Advertisement

NCAA Tennis Championships : Irvine Pair Stuns UCLA’s Garrow-Galbraith

Share
Special to The Times

UC Irvine’s Mark Kaplan and Richard Lubner thought they were on the verge of something big when they arrived at the National Collegiate Athletic Assn. tennis tournament.

But their victory over defending champions Brian Garrow and Patrick Galbraith of UCLA, the top-seeded doubles team, was hardly expected.

Still, the Irvine pair pulled off the biggest doubles upset of tournament with surprising ease, 6-0, 6-3.

Advertisement

“This is by far the biggest match we’ve ever won, the biggest I’ve ever been involved in,” said Kaplan who, like Lubner, came to Irvine after a successful junior tennis career in South Africa. “We’ve been working so hard hoping something like this would happen to us.”

They weren’t alone.

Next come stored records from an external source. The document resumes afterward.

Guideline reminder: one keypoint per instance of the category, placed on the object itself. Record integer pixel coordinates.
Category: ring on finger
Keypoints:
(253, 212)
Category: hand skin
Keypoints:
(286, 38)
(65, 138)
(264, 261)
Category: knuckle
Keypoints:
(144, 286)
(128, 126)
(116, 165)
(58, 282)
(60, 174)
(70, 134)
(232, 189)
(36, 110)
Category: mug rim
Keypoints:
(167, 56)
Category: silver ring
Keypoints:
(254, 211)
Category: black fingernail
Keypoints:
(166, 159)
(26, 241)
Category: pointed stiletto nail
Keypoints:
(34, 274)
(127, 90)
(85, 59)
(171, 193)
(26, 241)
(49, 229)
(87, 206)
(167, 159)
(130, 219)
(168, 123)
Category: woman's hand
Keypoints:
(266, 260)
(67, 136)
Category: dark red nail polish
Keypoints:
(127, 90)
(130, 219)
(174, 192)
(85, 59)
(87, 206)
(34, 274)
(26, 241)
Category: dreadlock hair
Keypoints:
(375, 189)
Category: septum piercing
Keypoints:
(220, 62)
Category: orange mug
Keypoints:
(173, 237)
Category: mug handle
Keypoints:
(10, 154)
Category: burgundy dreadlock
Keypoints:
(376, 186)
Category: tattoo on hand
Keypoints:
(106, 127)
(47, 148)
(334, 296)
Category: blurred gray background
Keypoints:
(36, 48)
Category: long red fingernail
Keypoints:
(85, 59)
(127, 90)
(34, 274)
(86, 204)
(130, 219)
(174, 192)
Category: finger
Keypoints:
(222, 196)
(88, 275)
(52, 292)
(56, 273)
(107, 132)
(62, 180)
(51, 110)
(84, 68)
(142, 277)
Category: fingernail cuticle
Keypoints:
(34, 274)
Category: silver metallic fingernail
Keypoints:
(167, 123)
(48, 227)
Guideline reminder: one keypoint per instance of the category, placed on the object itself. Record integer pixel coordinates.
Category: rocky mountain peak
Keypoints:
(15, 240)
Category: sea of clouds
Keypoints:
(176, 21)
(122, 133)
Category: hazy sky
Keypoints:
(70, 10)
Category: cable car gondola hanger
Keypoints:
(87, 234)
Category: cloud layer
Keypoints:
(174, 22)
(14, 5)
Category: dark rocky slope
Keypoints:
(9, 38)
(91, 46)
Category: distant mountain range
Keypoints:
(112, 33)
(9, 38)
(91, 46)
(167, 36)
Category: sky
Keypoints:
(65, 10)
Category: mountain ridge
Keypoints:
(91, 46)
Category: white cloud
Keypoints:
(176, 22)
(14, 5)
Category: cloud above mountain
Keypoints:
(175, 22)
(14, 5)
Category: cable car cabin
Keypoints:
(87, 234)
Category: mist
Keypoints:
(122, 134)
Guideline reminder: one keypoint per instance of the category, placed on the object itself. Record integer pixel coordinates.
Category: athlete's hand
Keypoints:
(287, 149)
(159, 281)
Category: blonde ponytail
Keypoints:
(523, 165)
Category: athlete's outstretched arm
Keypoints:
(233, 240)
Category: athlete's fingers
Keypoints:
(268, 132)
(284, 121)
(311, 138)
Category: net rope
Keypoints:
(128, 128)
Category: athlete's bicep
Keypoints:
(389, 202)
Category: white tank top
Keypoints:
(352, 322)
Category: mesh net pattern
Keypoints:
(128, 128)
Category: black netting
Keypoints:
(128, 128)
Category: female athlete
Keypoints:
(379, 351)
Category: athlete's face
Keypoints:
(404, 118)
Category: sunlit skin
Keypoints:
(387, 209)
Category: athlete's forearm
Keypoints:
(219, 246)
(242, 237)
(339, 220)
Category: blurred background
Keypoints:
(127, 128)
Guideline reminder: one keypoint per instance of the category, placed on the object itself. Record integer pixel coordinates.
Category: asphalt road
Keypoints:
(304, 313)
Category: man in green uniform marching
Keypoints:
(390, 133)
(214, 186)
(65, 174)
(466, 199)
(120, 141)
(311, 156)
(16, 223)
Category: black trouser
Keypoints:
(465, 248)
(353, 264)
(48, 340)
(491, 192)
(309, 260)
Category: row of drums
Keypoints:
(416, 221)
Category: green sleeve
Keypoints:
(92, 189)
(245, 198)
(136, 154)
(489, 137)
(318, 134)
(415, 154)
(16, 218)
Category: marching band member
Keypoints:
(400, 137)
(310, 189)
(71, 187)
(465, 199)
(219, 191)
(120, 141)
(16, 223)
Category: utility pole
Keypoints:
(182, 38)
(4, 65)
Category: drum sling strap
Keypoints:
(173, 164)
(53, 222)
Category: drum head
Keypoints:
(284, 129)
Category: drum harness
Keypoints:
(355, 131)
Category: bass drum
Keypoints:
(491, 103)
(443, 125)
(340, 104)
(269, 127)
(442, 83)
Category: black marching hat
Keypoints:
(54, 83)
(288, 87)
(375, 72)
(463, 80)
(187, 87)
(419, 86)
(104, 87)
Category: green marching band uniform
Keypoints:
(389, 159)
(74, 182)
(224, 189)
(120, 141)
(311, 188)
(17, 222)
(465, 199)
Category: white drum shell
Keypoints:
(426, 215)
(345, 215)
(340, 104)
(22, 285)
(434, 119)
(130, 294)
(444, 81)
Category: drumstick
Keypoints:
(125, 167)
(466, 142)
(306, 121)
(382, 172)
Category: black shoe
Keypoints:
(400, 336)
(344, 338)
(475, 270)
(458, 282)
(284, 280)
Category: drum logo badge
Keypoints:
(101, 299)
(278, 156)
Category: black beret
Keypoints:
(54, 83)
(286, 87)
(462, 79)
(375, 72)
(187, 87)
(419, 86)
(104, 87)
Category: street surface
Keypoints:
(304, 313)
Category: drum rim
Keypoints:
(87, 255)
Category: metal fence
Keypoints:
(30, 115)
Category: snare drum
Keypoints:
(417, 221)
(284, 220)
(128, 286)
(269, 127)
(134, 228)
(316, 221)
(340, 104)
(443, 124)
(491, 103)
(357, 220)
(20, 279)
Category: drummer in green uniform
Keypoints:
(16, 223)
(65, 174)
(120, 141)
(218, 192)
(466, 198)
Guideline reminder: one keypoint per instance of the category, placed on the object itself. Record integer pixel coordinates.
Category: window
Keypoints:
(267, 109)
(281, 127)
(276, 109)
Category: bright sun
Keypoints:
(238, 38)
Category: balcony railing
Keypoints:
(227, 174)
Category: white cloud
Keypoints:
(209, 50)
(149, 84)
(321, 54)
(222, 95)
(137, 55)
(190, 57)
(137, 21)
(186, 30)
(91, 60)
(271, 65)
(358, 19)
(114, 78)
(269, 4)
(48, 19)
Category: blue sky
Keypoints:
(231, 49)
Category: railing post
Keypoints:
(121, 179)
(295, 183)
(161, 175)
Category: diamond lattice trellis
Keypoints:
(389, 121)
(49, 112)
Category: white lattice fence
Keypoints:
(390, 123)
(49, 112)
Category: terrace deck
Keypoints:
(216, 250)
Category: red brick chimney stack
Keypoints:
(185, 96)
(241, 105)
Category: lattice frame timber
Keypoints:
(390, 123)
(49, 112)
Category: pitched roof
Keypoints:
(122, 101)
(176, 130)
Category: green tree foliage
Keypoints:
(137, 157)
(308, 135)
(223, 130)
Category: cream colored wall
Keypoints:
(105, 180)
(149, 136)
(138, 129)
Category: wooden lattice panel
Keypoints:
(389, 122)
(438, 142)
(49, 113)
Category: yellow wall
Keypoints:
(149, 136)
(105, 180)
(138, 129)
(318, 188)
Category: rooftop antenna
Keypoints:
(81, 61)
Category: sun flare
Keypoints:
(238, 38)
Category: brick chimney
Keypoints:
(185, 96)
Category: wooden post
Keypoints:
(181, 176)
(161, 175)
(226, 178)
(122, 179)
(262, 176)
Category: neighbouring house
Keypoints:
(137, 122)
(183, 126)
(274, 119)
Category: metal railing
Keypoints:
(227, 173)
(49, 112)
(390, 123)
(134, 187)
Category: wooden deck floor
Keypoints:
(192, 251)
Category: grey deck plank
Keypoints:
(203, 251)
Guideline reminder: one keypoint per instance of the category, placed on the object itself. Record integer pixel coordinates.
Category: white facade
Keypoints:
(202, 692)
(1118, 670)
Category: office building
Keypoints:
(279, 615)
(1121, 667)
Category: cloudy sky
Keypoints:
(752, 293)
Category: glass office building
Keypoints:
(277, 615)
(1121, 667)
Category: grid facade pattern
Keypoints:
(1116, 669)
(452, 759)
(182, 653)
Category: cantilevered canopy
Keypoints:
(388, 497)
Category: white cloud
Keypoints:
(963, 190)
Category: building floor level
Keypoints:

Irvine’s Trevor Kronemann and Mike Briggs also reached today’s quarterfinals with a 6-7, 6-2, 6-4 victory over Scott Mayo and Jeff Van Den Berg from Miami (Ohio).

In fact, four of the eight remaining doubles teams are from California, with Eric Amend and Byron Black of USC and Alex O’Brien and Jeff Tarango of Stanford also advancing.

The victory by Amend and Black was an upset, eliminating brothers Clinton and Ellis Ferreira of Alabama, 6-3, 6-7, 6-2.

Kaplan and Lubner, who had lost to the UCLA team last year, took control by being aggressive from the start.

“We just got on the court and didn’t even think about who we were playing,” Lubner said. “We know that every match in this tournament is going to be tough and this would be no different.”

Advertisement

Garrow earlier lost, 7-6, 7-6, to Francisco Montana of Georgia in singles, and he was visibly affected by the afternoon heat.

“We knew that Garrow had had a difficult time of it earlier in the day,” Kaplan said. “I was really surprised by the number of unforced errors they made.”